PricewaterhouseCoopers (PwC) U.S. has released its latest hotel forecast, which indicates that the country’s hotel performance improved during the first quarter of 2017 despite a weak first quarter GDP growth estimate of 0.7 percent. Hotel demand grew at the strongest quarterly rate since the first quarter of 2015, also supporting modest growth in both occupancy and ADR with RevPAR experiencing a 3.4 percent spike. PwC’s estimates are based on quarterly econometric analyses of the U.S. hotel sector, an updated forecast from IHS Markit, and statistics provided by STR.
Factors including rising employments, higher real income, and increased household net worth have reinforced elevated consumer confidence. U.S. hotel performance is expected to temper for the remainder of 2017. A shift in supply-demand in 2018 is slated to see the first annual decline in occupancy since 2009. An ADR of 2.2 percent is also estimated to steer a RevPAR increase of 2 percent—the slowest growth rate in almost a decade.
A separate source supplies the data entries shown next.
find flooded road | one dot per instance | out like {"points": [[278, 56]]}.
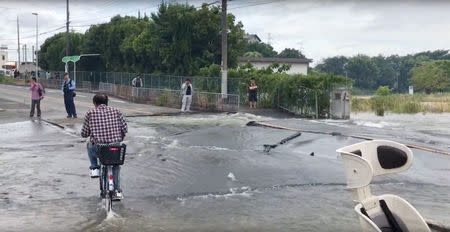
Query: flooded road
{"points": [[208, 172]]}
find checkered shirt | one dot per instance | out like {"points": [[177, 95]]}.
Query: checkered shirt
{"points": [[104, 125]]}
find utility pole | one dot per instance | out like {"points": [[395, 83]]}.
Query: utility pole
{"points": [[25, 52], [32, 53], [224, 49], [269, 38], [18, 45], [67, 34], [37, 48]]}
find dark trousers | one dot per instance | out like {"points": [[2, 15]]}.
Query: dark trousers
{"points": [[35, 104], [70, 106]]}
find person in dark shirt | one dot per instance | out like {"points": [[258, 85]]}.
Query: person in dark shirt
{"points": [[187, 90], [252, 94], [68, 87]]}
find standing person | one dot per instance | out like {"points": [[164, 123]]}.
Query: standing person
{"points": [[187, 90], [104, 125], [68, 88], [137, 82], [37, 93], [252, 93]]}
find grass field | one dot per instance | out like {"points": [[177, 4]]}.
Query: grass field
{"points": [[403, 103]]}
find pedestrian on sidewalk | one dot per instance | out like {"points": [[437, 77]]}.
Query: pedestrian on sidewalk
{"points": [[187, 90], [68, 88], [37, 94], [252, 93], [137, 82]]}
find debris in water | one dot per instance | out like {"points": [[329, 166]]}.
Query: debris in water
{"points": [[231, 176]]}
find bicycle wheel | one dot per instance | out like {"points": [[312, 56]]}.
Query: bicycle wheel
{"points": [[108, 202], [103, 182]]}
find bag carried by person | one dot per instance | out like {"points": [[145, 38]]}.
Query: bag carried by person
{"points": [[138, 82], [41, 90], [74, 94]]}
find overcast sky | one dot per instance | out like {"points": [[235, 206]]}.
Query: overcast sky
{"points": [[320, 28]]}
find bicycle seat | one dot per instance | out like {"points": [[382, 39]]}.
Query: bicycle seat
{"points": [[112, 154]]}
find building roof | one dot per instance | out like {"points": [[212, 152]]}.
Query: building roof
{"points": [[275, 60], [252, 36]]}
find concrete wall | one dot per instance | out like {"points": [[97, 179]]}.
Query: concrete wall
{"points": [[295, 68]]}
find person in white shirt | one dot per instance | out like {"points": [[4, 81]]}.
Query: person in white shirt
{"points": [[137, 82], [186, 90]]}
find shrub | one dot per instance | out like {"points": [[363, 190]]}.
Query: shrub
{"points": [[383, 91]]}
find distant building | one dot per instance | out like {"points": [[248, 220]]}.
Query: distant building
{"points": [[252, 38], [298, 66], [28, 68], [3, 55]]}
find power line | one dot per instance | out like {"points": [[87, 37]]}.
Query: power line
{"points": [[256, 4]]}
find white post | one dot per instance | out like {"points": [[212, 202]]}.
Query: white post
{"points": [[75, 72]]}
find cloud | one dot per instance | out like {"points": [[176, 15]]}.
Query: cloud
{"points": [[320, 28]]}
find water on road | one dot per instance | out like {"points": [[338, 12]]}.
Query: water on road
{"points": [[208, 172]]}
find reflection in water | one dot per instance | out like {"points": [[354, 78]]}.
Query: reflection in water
{"points": [[206, 173]]}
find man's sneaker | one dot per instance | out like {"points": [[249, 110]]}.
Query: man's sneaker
{"points": [[117, 196], [95, 173]]}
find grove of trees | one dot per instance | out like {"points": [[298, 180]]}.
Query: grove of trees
{"points": [[184, 40], [178, 39], [397, 72]]}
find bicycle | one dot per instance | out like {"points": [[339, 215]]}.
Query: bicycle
{"points": [[109, 156]]}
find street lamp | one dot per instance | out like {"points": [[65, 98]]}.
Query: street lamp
{"points": [[37, 47]]}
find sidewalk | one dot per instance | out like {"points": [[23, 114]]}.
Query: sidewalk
{"points": [[53, 109]]}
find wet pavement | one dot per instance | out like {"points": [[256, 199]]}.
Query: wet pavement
{"points": [[205, 172]]}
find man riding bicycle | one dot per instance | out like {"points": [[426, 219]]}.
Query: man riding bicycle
{"points": [[104, 125]]}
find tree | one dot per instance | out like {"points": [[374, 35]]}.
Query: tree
{"points": [[53, 50], [252, 54], [387, 74], [334, 65], [265, 50], [431, 77], [364, 71], [177, 39], [291, 53]]}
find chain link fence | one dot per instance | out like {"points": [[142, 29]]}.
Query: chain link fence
{"points": [[172, 98], [165, 90]]}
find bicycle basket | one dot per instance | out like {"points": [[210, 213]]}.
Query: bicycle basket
{"points": [[112, 155]]}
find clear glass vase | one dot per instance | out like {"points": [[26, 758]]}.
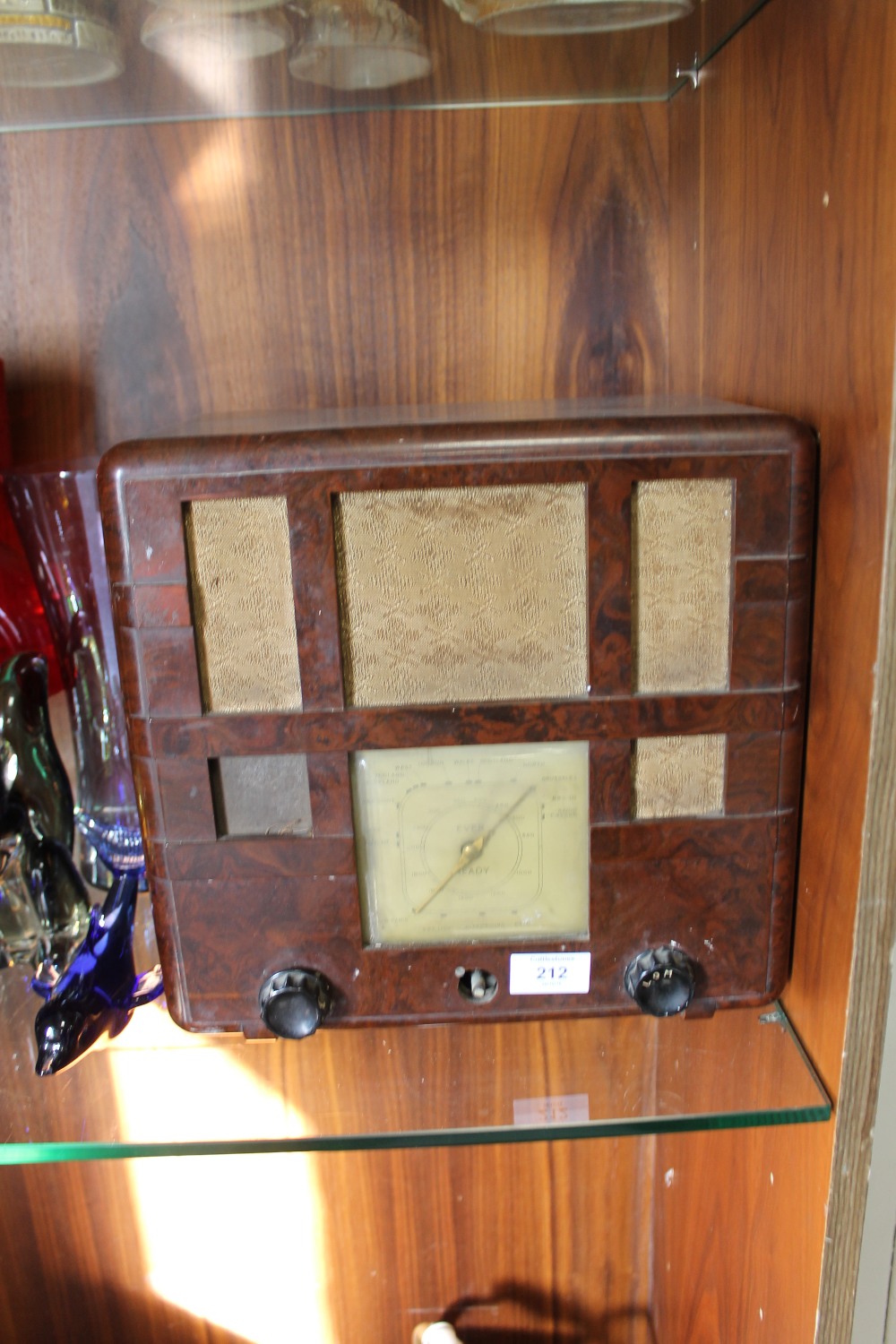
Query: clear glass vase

“Despite the ongoing post-election partisanship, the U.S. economy currently appears to be on firmer footing compared to the same period last year,” says Scott D. Berman, principal and U.S. industry leader, hospitality and leisure with PwC. “Events such as the presidential inauguration and women’s march in January boosted demand for hotel rooms in the greater Washington, DC market. This coupled with other anomalies such as the timing of Easter and Passover contributed to a good start in 2017. The industry needs to keep its eye on the prize and make sure this momentum can be sustained throughout the rest of 2017.”